C'est pourquoi ils ont ajouté Francis Bouillon à leur équipe, à titre d'entraîneur, développement des joueurs. Ce poste était auparavant occupé par Rob Ramage, qui devient directeur du développement des joueurs. 

Pour l'ancien défenseur des Canadiens, son nouveau rôle ne sera pas nécessairement le même qu'un «vrai» entraîneur.

«C'est une job que je ne vois pas comme un entraîneur, mais comme un mentor, un grand frère. C'est important de bâtir une confiance avec le jeune. Une fois que c'est bâti, tout suit. C'est de faire partie du développement, de partager l'expérience, les aider du mieux possible à devenir des professionnels», a-t-il dit mercredi, au terme du camp de développement des Canadiens.

Bouillon s'occupera des défenseurs qui appartiennent à l'organisation. Il voyagera beaucoup pour aller les rencontrer, mais passera aussi beaucoup de temps à Laval, près de sa famille.

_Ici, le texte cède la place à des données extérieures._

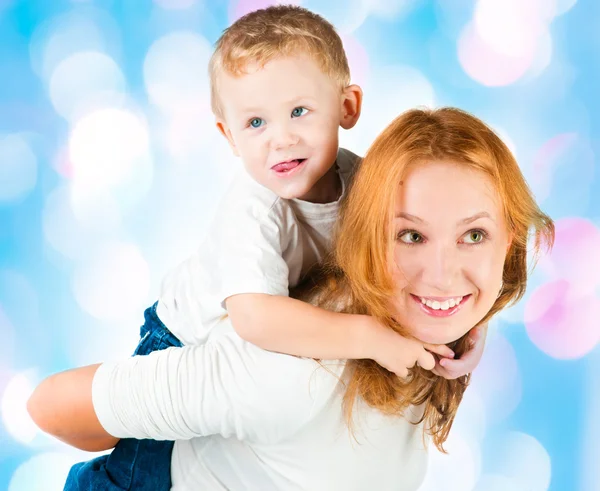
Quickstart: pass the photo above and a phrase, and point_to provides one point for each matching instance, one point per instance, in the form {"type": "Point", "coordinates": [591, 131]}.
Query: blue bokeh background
{"type": "Point", "coordinates": [111, 168]}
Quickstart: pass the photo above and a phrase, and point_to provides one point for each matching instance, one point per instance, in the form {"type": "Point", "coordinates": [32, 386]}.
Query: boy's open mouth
{"type": "Point", "coordinates": [287, 166]}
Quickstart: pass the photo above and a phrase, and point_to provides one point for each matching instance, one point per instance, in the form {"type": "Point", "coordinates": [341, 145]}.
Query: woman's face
{"type": "Point", "coordinates": [450, 244]}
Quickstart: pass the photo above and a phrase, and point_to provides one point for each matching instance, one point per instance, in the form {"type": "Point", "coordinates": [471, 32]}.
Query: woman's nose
{"type": "Point", "coordinates": [441, 268]}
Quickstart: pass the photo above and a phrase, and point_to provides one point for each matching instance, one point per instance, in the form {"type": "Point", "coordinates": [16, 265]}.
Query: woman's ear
{"type": "Point", "coordinates": [351, 106]}
{"type": "Point", "coordinates": [226, 132]}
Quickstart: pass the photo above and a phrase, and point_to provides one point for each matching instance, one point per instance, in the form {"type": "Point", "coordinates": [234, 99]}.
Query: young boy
{"type": "Point", "coordinates": [280, 91]}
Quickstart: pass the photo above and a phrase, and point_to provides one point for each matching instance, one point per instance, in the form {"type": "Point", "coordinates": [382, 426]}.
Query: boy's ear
{"type": "Point", "coordinates": [351, 106]}
{"type": "Point", "coordinates": [226, 132]}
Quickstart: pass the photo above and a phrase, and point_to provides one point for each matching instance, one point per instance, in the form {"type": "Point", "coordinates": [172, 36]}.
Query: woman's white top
{"type": "Point", "coordinates": [249, 419]}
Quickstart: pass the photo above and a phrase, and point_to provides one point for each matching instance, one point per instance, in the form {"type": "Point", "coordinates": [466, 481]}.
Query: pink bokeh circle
{"type": "Point", "coordinates": [562, 323]}
{"type": "Point", "coordinates": [488, 67]}
{"type": "Point", "coordinates": [575, 255]}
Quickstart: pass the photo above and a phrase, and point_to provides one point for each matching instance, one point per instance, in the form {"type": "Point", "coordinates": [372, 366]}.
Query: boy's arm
{"type": "Point", "coordinates": [288, 325]}
{"type": "Point", "coordinates": [62, 407]}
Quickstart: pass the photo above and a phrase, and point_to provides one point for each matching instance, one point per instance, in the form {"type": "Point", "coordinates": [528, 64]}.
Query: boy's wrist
{"type": "Point", "coordinates": [363, 332]}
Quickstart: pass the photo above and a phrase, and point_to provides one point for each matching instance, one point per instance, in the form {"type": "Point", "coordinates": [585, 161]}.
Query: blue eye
{"type": "Point", "coordinates": [299, 111]}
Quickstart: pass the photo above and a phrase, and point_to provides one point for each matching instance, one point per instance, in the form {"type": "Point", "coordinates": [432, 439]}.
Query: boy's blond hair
{"type": "Point", "coordinates": [281, 30]}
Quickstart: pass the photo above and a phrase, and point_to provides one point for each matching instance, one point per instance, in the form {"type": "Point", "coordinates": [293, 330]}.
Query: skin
{"type": "Point", "coordinates": [451, 241]}
{"type": "Point", "coordinates": [288, 109]}
{"type": "Point", "coordinates": [441, 263]}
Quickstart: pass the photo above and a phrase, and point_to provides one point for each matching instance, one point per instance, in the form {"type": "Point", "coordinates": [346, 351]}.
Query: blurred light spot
{"type": "Point", "coordinates": [86, 81]}
{"type": "Point", "coordinates": [46, 471]}
{"type": "Point", "coordinates": [388, 9]}
{"type": "Point", "coordinates": [495, 482]}
{"type": "Point", "coordinates": [175, 72]}
{"type": "Point", "coordinates": [114, 283]}
{"type": "Point", "coordinates": [458, 470]}
{"type": "Point", "coordinates": [563, 169]}
{"type": "Point", "coordinates": [175, 4]}
{"type": "Point", "coordinates": [497, 378]}
{"type": "Point", "coordinates": [563, 6]}
{"type": "Point", "coordinates": [69, 33]}
{"type": "Point", "coordinates": [542, 56]}
{"type": "Point", "coordinates": [524, 460]}
{"type": "Point", "coordinates": [488, 67]}
{"type": "Point", "coordinates": [14, 413]}
{"type": "Point", "coordinates": [7, 346]}
{"type": "Point", "coordinates": [470, 418]}
{"type": "Point", "coordinates": [21, 305]}
{"type": "Point", "coordinates": [395, 89]}
{"type": "Point", "coordinates": [18, 168]}
{"type": "Point", "coordinates": [506, 139]}
{"type": "Point", "coordinates": [109, 151]}
{"type": "Point", "coordinates": [575, 255]}
{"type": "Point", "coordinates": [358, 59]}
{"type": "Point", "coordinates": [511, 27]}
{"type": "Point", "coordinates": [562, 323]}
{"type": "Point", "coordinates": [73, 229]}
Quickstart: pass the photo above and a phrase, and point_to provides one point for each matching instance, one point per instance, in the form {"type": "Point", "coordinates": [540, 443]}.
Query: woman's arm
{"type": "Point", "coordinates": [227, 387]}
{"type": "Point", "coordinates": [62, 406]}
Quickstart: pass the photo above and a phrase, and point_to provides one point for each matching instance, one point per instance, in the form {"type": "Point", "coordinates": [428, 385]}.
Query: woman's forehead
{"type": "Point", "coordinates": [447, 190]}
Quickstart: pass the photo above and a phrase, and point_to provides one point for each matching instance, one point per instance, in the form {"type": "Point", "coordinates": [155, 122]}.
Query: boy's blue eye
{"type": "Point", "coordinates": [299, 111]}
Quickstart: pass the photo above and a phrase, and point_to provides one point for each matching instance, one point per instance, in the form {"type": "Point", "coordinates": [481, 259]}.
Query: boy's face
{"type": "Point", "coordinates": [283, 120]}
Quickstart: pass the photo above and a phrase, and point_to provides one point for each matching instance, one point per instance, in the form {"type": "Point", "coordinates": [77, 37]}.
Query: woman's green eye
{"type": "Point", "coordinates": [299, 111]}
{"type": "Point", "coordinates": [410, 237]}
{"type": "Point", "coordinates": [474, 237]}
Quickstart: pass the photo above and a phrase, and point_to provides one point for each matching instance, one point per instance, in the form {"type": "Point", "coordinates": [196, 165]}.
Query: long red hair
{"type": "Point", "coordinates": [358, 280]}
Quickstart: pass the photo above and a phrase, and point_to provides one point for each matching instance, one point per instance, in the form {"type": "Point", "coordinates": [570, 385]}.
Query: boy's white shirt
{"type": "Point", "coordinates": [258, 243]}
{"type": "Point", "coordinates": [245, 418]}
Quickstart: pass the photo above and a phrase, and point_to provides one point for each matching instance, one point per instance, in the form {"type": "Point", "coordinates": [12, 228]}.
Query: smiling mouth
{"type": "Point", "coordinates": [441, 306]}
{"type": "Point", "coordinates": [287, 166]}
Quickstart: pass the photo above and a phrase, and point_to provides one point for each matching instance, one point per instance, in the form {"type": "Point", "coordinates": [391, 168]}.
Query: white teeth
{"type": "Point", "coordinates": [445, 305]}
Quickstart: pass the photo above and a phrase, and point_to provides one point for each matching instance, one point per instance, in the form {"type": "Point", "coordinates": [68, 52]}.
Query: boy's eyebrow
{"type": "Point", "coordinates": [251, 110]}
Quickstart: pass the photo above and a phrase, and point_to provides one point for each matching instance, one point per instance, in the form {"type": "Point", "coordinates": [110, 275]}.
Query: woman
{"type": "Point", "coordinates": [432, 241]}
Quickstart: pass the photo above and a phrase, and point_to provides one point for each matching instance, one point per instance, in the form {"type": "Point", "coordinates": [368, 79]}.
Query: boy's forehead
{"type": "Point", "coordinates": [281, 79]}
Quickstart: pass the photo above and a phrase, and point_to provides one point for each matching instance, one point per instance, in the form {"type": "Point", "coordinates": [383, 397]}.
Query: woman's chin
{"type": "Point", "coordinates": [438, 334]}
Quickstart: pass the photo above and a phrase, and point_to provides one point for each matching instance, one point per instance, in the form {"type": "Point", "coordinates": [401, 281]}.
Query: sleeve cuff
{"type": "Point", "coordinates": [101, 400]}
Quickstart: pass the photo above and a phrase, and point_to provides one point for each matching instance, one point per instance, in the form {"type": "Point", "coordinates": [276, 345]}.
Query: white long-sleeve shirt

«On connaît un peu les villes de Montréal et de Laval, ce sont des grosses villes et c'est facile de se perdre là-dedans. Cette semaine, on a passé beaucoup de temps avec les joueurs; beaucoup de rencontres, avec des psychologues, nutritionnistes, alors je pense que les jeunes ont les ressources nécessaires disponibles pour aller jusqu'au bout», a-t-il précisé.

Ce rôle de grand frère, Bouillon est déjà habitué à le remplir et il se servira de sa propre histoire pour le faire.

«C'est un poste qui me va bien. Je suis un gars qui a toujours aidé les jeunes et souvent à la fin de ma carrière, quand un joueur se faisait rappeler, il était jumelé à moi. Je suis bien content. Ce sera une belle expérience, une belle continuité. J'ai hâte d'arriver quelque part et de passer beaucoup de temps avec le jeune», a dit celui qui a pris part à 776 matchs dans la LNH.

Bien sûr, le Tricolore offrira toutes les ressources à ses joueurs, mais encore faut-il que ceux-ci sachent en tirer profit.

«Une fois que le jeune est repêché, on est là pour l'appuyer, pour lui donner des outils. Cette semaine, c'est un peu comme s'ils étaient à l'école, ils ont appris énormément. C'est ma job d'aller voir le jeune et d'essayer de lui montrer plein de choses, mais en même temps, s'il ne veut pas le faire, ce n'est pas moi qui vais l'emmener par la main jusqu'à la Ligue nationale. Ça prend du vouloir de la part du jeune et nous, on va faire tout ce qui est possible pour l'aider à réussir, à atteindre son but», a mentionné Bouillon, qui fait un retour à Laval après y avoir joué son hockey junior dans les années 1990.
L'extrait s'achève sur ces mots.